The real problem of AI bias

Recently, Amazon tried to create a system with machine learning to automate the screening of resumes for hiring.

Amazon’s workforce is currently heavily skewed towards men, so successful past hires will also be skewed towards “male” data. Naturally, we ended up with a system with that kind of bias.

Amazon realized that, and so that system was never deployed as a production system.

The most important thing here is that the system had a bias, even though the obvious information that could identify a man or woman had been left out of the resume data beforehand.

The system looked at the sample data of “successful employees” and found a different pattern.

For example, women might describe what they have accomplished differently than men. I may have played a different sport when I was in school. The system doesn’t know what’s ice hockey, what’s “people” or what’s “success”. I’m just doing a statistical analysis based on the data in the text.

However, the patterns it sees are not always the kind of things that a human being would notice. We already know that there are differences between men and women in the way they use words to talk about success. But even so, it’s hard to find such biases in the data.

So far, we’ve been talking about “people” and “the nature of people”. A lot of the discussion in the world is centered around this.

But bias about “people” is only part of the problem. We use machine learning for more than just humans. And there is a bias in all such things. Furthermore, even if you are creating a system that is about “people,” the biases that go into the data are not necessarily about people.

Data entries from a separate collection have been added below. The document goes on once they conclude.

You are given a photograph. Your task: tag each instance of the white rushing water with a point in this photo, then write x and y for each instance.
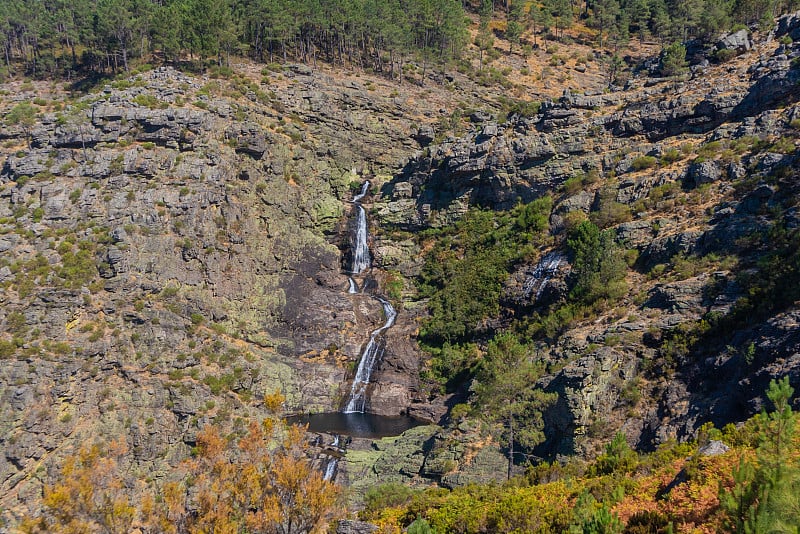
(545, 269)
(369, 359)
(361, 260)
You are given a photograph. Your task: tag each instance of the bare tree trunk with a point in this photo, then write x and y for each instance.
(510, 445)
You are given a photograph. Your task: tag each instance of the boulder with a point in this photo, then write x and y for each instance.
(738, 41)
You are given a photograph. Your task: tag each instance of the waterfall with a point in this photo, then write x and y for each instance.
(361, 260)
(544, 270)
(369, 359)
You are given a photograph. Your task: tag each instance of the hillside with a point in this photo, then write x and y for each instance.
(612, 258)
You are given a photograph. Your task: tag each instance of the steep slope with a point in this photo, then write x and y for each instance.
(697, 181)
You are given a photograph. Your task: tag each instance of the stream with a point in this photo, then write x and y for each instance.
(353, 420)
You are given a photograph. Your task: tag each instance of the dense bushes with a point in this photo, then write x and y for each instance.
(465, 269)
(674, 489)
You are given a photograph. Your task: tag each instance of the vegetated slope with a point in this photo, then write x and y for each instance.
(167, 265)
(674, 213)
(170, 255)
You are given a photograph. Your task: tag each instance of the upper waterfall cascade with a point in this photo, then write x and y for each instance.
(369, 359)
(361, 258)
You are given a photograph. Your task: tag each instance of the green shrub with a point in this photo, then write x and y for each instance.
(724, 55)
(644, 162)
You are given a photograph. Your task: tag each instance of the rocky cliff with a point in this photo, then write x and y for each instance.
(172, 250)
(693, 176)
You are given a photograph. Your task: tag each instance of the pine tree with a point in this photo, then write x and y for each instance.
(506, 393)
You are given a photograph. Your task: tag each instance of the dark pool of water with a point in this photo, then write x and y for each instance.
(357, 425)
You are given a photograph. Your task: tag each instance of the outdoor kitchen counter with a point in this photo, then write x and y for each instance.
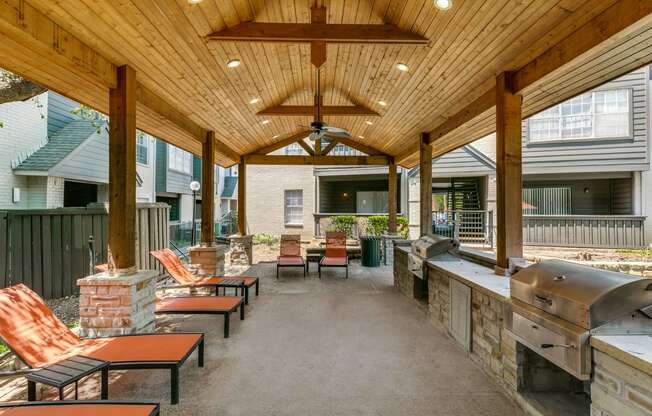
(633, 350)
(472, 274)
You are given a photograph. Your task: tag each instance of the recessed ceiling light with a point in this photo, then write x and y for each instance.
(444, 4)
(233, 63)
(402, 67)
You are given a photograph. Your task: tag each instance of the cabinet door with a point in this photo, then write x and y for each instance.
(459, 315)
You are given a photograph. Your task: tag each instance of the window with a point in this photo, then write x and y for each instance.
(547, 200)
(599, 114)
(372, 202)
(179, 160)
(142, 149)
(294, 207)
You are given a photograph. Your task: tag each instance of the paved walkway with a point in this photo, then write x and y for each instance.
(324, 347)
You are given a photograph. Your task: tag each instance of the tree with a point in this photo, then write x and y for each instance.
(16, 88)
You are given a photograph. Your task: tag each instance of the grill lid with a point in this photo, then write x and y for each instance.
(583, 295)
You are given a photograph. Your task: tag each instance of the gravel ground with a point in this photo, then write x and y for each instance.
(66, 309)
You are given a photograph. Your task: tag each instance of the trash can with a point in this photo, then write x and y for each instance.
(370, 247)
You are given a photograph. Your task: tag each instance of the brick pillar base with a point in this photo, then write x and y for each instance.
(208, 260)
(117, 305)
(241, 250)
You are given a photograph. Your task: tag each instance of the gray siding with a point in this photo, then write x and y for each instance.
(597, 155)
(460, 162)
(60, 112)
(89, 162)
(161, 165)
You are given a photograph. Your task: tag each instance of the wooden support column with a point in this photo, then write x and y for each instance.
(208, 190)
(425, 165)
(242, 197)
(509, 179)
(122, 170)
(391, 199)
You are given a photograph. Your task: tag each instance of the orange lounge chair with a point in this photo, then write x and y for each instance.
(185, 278)
(290, 253)
(39, 339)
(335, 255)
(79, 408)
(202, 305)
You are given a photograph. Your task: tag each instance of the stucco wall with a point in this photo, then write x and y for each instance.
(266, 187)
(24, 130)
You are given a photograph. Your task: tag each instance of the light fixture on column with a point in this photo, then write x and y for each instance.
(194, 187)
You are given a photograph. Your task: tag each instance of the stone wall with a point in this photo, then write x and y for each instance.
(618, 389)
(403, 279)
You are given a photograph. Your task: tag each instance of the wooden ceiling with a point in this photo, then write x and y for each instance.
(187, 88)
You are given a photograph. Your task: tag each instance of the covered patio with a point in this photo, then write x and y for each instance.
(400, 82)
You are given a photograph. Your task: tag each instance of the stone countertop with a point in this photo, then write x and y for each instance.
(472, 274)
(633, 350)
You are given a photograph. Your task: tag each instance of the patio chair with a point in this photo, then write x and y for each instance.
(290, 255)
(202, 305)
(335, 255)
(196, 305)
(186, 279)
(39, 338)
(80, 408)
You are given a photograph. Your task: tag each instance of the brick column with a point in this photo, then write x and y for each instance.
(116, 305)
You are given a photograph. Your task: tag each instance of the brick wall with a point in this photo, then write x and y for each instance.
(24, 130)
(266, 187)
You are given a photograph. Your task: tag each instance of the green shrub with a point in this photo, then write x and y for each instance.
(379, 225)
(267, 239)
(343, 223)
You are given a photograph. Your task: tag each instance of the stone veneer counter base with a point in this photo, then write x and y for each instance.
(622, 365)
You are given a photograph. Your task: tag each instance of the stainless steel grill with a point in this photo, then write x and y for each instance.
(558, 305)
(427, 247)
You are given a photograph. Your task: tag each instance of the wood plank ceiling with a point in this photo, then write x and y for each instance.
(164, 40)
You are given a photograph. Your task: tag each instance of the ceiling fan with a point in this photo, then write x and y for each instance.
(318, 127)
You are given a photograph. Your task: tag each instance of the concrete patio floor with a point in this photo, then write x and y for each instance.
(322, 347)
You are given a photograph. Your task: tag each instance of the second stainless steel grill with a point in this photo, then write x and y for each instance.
(557, 306)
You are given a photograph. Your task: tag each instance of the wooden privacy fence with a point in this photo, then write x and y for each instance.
(48, 249)
(605, 231)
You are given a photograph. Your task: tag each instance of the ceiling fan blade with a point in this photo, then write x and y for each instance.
(337, 132)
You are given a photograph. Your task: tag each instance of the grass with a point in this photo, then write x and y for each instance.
(643, 252)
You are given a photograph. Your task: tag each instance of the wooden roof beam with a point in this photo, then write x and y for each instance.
(257, 159)
(309, 111)
(311, 32)
(357, 146)
(293, 138)
(621, 15)
(51, 44)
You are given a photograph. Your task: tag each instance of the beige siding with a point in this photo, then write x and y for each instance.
(266, 187)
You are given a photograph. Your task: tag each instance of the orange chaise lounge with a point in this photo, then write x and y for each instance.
(196, 305)
(186, 279)
(79, 408)
(40, 339)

Let’s consider the following three cases to understand this

There is no such thing as the same number of different types of people. So it’s a case of the proportion of people with different skin tones in your photos being out of balance. A system built on such data can lead to incorrect predictions based on skin pigmentation.
It’s a case of your data containing things that aren’t particularly descriptive, but are reasonably prominent, and they’re scattered with bias. It’s the kind of case where a system is created that learns based on a ruler in a picture of skin cancer, or a meadow in a flock of sheep.
It is the case that your data may contain features that humans can’t “even try” to find.
By the way, what do you mean by this last “even if you try to find it”?

We have a thing called prior knowledge, which is what we should be aware of. For example, “There are differences between men and women.

If we look at a picture of a ruler, we can see the ruler. And they will ignore it. Because I don’t think that’s worthy of our attention. But the system does not have any such prior knowledge. And this is something that we humans tend to forget.

What if the photos of unhealthy skin were taken in an office with incandescent electricity, and all the photos of healthy skin were taken under the light of fluorescent lights?

Or maybe your phone’s OS was upgraded before and after you took a photo of healthy skin and a photo of unhealthy skin. And in that upgrade, Apple (or Google) may have made some small changes to keep the noise down.

This may be such a difference that no matter how hard we try, we are invisible to the human eye. However, it’s a difference that can be easily identified in a machine learning system, and that difference is going to be used.